Частью мировоззрения Стриндберга, которая иногда даже может показаться собственно его мировоззрением, является его так называемый антифеминизм. Здесь, однако, имеют место непростые связи. Хотя нечто в этом плане относительно постоянное и проходит сквозь почти всю его жизнь, тем не менее и здесь происходят изменения, опять-таки отчасти связанные с шизофреническим процессом.
Вначале следует рассмотреть собственно любовную историю Стриндберга, а затем уже его антифеминистскую теорию.
Первой женщиной, оказавшей влияние на Стриндберга — и это влияние сказывалось на протяжении всей его жизни, была его мать. «Эта тоска по матери сопровождала его всю жизнь… он никогда не был самим собой, никогда не был самодостаточным индивидуумом… он был вьющимся растением, которое должно было искать себе опору». Принимая от женщины материнское отношение, он сохранил потребность в поклонении и подчинении, и позднее он постоянно проявляет склонность усматривать значение женщины в том, что она станет матерью. В пятнадцатилетнем возрасте у него возникают вполне платонические отношения с тридцатилетней женщиной. «В ней была черта материнства. Это привлекало его». В каждой женщине, которой он увлекался, он видел образ матери, и поэтому он поклонялся лишь тем, в ком была доброта. Позднее, став после двух лет брака отцом, он замечает: «Его жена, которая раньше была для него товарищем, теперь, став матерью, приобрела некое иное значение, и негармоничность отношений, уже сделавшаяся заметной, исчезла». Потом он уже противится этим своим наклонностям, желая от них избавиться. Он пытается искоренить «старые предрассудки относительно того, что матери и женщине надлежит оказывать какое-то исключительное почтение». Но даже в 1884 году он все еще замечает у себя «какое-то очень старомодное, предрассудительное благоговение перед матерью».
Еще до пробуждения телесной половой жизни девятилетний Стриндберг влюбляется в свою ровесницу, дочку ректора. Его «любовь выражалась в молчаливой грусти. Ему нельзя было с ней говорить, да он бы и не осмелился. Он боялся ее и тосковал по ней… Он ничего не хотел от нее… Он чувствовал, что прикасается к какой-то тайне. Это настолько его мучило, что наполняло страданием и омрачало всю его жизнь.

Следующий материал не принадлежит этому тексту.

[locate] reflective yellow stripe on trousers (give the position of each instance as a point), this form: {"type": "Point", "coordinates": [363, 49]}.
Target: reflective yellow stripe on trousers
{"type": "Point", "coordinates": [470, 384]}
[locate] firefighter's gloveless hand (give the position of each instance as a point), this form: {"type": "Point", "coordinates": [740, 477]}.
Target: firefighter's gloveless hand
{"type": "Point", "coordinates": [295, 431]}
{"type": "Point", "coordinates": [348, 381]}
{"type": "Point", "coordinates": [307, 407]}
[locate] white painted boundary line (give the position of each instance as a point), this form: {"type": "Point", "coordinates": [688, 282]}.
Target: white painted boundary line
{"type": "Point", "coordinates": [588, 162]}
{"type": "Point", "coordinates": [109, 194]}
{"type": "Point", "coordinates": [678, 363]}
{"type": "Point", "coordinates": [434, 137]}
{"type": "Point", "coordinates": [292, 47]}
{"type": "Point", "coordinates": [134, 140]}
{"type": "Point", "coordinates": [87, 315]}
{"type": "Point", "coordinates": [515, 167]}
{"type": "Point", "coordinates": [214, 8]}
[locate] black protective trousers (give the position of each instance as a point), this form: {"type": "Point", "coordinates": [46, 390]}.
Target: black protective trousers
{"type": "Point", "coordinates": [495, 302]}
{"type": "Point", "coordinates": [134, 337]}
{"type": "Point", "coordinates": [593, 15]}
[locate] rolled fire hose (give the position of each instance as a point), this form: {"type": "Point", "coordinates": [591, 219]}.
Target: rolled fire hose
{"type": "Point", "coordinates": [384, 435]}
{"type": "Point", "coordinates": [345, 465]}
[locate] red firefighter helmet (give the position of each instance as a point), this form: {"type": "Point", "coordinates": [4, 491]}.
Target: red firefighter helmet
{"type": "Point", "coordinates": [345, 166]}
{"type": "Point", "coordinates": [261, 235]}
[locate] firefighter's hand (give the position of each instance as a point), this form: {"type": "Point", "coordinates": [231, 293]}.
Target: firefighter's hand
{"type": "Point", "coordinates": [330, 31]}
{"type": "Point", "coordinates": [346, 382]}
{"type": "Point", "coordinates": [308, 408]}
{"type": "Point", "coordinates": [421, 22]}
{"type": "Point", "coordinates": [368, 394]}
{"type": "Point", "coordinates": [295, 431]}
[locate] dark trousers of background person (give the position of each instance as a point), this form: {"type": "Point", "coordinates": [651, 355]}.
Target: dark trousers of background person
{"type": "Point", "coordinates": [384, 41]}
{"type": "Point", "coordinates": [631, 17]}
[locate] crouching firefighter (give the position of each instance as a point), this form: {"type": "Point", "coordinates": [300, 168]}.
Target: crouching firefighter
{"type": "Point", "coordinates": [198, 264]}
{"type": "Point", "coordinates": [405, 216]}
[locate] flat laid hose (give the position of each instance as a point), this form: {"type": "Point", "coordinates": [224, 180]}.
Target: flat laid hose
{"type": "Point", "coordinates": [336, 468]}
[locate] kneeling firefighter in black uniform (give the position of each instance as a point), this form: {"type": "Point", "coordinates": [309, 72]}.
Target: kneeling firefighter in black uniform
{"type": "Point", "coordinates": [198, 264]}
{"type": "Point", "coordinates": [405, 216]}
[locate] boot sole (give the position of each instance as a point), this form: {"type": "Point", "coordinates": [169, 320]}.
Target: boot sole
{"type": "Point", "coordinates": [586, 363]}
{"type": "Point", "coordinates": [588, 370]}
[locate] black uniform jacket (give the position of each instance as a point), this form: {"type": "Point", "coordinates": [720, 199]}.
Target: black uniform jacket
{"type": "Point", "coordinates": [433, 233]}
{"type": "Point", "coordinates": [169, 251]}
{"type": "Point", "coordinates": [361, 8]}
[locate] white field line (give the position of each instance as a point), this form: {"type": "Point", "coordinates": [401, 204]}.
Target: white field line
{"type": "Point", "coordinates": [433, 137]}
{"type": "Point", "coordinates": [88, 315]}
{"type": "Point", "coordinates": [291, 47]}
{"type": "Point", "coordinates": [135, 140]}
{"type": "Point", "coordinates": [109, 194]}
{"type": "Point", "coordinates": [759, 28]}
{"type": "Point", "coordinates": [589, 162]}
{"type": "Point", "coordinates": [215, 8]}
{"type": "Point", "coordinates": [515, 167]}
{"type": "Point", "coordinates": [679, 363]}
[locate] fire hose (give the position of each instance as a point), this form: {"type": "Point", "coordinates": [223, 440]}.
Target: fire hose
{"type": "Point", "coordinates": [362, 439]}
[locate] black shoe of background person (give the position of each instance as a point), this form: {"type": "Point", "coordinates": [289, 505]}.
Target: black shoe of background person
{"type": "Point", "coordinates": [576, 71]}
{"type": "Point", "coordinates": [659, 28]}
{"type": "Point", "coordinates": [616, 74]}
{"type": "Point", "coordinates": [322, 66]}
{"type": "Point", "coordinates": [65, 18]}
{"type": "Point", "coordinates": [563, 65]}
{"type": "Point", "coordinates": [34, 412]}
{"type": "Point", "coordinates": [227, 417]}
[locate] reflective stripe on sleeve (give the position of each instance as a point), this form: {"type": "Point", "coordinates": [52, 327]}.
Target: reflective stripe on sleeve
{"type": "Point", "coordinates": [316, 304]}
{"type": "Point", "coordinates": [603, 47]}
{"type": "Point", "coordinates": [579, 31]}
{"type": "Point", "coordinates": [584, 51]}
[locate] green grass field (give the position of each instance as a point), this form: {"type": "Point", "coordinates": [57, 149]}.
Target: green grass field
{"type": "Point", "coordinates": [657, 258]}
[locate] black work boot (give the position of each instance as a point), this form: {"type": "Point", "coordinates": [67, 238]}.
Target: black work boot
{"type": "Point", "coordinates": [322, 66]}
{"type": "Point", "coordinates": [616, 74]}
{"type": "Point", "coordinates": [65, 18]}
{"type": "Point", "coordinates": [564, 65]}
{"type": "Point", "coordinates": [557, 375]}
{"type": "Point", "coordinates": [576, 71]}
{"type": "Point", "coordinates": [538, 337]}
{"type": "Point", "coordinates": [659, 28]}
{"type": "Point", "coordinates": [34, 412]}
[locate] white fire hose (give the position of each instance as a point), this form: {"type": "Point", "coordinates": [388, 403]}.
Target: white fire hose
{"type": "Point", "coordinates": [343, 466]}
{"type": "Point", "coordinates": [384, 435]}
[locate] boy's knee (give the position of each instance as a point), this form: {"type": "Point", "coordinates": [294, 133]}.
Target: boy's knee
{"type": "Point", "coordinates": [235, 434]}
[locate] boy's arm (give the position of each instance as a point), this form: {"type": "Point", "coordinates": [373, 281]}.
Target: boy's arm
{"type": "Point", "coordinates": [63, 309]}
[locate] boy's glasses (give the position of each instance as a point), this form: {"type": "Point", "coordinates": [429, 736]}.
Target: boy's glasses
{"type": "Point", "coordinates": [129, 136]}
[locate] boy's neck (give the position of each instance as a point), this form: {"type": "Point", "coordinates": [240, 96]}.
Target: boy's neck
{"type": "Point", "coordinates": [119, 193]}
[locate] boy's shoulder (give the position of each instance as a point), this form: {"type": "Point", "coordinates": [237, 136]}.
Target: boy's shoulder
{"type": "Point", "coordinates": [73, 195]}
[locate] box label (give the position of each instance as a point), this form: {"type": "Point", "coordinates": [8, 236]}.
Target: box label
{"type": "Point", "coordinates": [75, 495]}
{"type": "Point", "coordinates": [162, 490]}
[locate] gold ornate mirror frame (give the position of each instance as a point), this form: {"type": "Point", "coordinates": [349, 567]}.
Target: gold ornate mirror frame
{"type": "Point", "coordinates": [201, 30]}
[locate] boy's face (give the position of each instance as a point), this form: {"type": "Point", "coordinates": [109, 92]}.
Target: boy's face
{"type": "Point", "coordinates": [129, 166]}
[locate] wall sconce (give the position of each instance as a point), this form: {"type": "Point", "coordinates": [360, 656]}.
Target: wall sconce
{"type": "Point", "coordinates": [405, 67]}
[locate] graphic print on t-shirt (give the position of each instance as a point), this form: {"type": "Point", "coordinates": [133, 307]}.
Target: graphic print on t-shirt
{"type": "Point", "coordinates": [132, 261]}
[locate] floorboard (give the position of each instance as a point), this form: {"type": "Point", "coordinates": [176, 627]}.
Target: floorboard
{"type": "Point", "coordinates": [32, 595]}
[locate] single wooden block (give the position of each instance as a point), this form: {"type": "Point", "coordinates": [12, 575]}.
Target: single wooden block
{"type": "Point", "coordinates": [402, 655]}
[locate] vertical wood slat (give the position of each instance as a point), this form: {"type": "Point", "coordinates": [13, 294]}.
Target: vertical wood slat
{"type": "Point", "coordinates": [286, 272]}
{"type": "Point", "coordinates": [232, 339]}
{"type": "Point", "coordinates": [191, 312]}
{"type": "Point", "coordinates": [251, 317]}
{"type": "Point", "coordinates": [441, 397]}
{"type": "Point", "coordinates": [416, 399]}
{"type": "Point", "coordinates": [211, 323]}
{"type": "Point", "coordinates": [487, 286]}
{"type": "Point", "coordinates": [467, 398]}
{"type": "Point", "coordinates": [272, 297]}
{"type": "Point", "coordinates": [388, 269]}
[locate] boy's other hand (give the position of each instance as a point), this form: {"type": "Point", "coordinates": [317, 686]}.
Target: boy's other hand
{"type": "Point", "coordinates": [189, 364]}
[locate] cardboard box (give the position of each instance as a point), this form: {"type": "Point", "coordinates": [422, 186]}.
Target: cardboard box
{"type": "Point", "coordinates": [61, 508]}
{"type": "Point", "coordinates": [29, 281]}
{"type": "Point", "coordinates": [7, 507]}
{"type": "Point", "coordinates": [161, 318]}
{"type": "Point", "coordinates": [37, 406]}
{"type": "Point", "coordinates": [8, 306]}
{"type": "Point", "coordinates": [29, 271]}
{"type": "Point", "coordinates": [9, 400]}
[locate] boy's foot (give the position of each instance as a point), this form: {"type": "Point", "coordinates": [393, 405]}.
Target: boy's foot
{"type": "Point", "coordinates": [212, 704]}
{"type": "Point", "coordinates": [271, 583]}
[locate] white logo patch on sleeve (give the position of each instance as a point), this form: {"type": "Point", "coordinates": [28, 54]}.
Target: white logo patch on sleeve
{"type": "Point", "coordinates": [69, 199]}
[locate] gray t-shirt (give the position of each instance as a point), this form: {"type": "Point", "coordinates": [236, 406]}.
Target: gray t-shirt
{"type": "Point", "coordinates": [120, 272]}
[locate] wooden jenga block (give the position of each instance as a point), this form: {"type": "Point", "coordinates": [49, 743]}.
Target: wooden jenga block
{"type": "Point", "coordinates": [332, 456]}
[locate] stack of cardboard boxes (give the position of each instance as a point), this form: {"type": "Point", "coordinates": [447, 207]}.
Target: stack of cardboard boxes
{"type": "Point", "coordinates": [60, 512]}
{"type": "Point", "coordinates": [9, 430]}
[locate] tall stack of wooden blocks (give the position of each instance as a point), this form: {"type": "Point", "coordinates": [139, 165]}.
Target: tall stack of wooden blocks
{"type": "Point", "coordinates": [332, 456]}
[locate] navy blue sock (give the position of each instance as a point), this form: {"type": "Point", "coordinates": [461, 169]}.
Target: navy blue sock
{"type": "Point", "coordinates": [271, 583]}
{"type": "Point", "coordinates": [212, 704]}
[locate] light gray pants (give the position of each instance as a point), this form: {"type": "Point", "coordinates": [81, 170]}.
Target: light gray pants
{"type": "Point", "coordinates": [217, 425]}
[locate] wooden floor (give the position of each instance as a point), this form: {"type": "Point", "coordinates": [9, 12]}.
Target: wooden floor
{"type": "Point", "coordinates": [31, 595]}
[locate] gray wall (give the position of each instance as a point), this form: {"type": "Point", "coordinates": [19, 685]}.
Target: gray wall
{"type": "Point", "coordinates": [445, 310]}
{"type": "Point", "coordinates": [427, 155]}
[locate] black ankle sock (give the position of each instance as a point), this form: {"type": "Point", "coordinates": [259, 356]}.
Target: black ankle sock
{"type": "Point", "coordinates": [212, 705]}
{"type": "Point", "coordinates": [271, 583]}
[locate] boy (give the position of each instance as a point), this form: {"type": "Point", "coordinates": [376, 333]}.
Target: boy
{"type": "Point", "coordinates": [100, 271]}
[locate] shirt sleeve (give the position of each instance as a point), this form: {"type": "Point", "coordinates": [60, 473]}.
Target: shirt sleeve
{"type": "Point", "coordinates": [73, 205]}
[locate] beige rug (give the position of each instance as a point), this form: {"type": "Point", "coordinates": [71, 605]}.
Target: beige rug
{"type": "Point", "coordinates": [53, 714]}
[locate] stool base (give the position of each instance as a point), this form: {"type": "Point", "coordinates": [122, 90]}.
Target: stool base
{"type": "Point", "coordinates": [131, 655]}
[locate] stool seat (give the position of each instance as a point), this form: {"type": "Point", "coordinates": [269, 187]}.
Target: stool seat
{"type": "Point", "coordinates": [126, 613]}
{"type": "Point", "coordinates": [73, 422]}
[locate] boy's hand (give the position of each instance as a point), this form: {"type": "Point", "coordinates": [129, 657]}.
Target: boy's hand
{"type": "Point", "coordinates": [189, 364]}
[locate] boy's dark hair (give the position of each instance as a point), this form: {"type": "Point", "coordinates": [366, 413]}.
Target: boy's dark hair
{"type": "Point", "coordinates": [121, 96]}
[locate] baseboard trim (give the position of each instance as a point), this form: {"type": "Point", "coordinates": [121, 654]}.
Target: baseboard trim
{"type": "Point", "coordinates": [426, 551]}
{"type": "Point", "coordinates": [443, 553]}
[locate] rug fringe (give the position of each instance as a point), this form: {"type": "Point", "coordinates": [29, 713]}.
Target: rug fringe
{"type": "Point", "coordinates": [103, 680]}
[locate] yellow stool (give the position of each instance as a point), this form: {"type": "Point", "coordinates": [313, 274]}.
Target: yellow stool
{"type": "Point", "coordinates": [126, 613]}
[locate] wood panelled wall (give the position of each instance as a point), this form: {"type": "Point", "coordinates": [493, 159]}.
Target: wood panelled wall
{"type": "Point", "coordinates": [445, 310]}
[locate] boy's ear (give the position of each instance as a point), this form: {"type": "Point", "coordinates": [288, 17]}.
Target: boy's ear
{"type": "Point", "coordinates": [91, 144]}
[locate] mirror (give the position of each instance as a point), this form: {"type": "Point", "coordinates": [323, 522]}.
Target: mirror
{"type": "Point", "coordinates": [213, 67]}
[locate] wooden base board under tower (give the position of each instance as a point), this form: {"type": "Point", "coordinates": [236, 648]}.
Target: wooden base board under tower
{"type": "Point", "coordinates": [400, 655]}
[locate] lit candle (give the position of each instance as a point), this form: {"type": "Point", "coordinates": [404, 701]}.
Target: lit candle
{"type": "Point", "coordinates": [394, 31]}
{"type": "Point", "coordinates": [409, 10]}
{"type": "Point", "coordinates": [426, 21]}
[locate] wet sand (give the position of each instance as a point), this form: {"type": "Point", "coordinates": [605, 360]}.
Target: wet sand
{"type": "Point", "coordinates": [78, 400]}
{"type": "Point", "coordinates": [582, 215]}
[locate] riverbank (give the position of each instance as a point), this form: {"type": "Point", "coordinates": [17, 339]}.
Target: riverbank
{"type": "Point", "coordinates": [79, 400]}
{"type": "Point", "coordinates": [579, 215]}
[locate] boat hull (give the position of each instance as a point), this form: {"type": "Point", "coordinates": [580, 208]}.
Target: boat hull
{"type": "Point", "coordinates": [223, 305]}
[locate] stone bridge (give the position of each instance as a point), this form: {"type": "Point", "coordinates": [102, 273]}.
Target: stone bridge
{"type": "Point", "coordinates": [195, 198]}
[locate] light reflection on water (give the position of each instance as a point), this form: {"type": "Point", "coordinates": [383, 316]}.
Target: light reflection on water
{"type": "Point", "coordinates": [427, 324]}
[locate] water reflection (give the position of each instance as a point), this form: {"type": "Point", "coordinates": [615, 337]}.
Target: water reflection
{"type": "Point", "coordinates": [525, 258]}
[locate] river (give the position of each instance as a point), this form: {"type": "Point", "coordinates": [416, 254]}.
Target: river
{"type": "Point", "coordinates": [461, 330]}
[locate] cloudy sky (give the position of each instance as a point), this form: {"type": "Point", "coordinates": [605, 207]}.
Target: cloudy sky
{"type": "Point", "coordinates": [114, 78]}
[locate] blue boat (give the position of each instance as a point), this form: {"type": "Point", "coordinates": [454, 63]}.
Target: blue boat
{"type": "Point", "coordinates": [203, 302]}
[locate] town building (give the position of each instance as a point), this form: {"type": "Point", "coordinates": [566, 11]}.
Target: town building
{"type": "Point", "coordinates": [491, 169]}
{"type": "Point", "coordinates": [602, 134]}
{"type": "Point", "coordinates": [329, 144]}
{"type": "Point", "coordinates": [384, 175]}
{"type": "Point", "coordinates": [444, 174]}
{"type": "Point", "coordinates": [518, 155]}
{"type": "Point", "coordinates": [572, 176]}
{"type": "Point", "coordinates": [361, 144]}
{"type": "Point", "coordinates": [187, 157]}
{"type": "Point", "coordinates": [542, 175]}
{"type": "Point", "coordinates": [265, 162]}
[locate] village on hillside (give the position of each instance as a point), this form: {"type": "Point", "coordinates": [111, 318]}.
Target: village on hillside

Однажды он принес домой нож и сказал: я перережу себе горло. Мать решила, что он заболел. Признаться, в чем было дело, он не мог».
В двенадцать лет он, играя вместе с товарищами, занимался онанизмом. «Все это дело казалось почти не связанным с более высокой половой жизнью, ведь мальчик уже был влюблен в одну девочку, когда никакого желания в нем еще не просыпалось… Впрочем, этот порок он вскоре изжил… Но тогда место порока заняла борьба с чувственностью… И вплоть до восемнадцати лет, когда начались его сношения с противоположным полом, спокойного сна у него не было».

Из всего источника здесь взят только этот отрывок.